Part of much bigger picture of business transformation
Danish Ship Finance, the Copenhagen based shipping bank, said in a market report dated 22 November that for ship owners, the medium term outlook is about energy efficiency. “Many shipowners may choose simply to wait, retrofit existing vessels and comply with forthcoming IMO regulation. Adopting such a position could work, but not in isolation,” Danish Ship Finance said.
The bank pointed out that shipping has produced low earnings from operations when seen against a long time frame, except for short lived super cycles. This has encouraged owners to look for asset purchases and sales as the principal way of making money. This, however, may not remain a relevant approach in the future.

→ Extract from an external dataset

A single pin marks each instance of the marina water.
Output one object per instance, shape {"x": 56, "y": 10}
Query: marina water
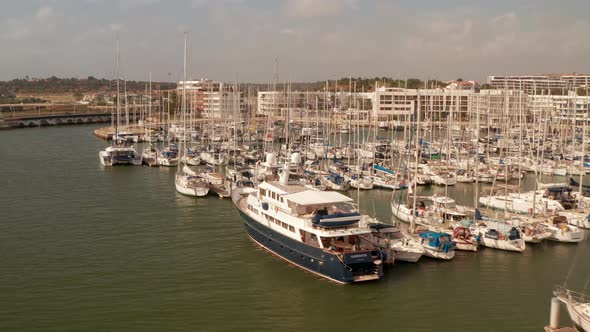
{"x": 89, "y": 248}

“Many players are investing heavily in long term efficiency improvements that they hope will introduce radical reductions over time,” Danish Ship Finance said. It warned that those owners that do not follow the path of “their digital competitors” might end up creating less value on the same freight rate than the learners. “The message is clear: transformation is not an option, it is a business imperative,” the bank pointed out.
Rules regarding the Carbon Intensity Index (CII) indicator of IMO will require a 2% annual energy efficiency improvement between now and 2026, but cargo owners may demand more in the form of e.g. larger annual reductions. Owners who operate their own fleet may decide to invest heavily in long term energy efficiency improvements to increase the CII ratings of a fleet will thereby increase its earnings potential.
But investment in commoditised standard solutions that are likely to deliver little more than “table stakes” in order to remain in business. “The winners of the long term energy race are those that operate their fleets at significantly lower costs and with significantly lower emission footprints, but at significantly higher earnings,” Danish Ship Finance concluded.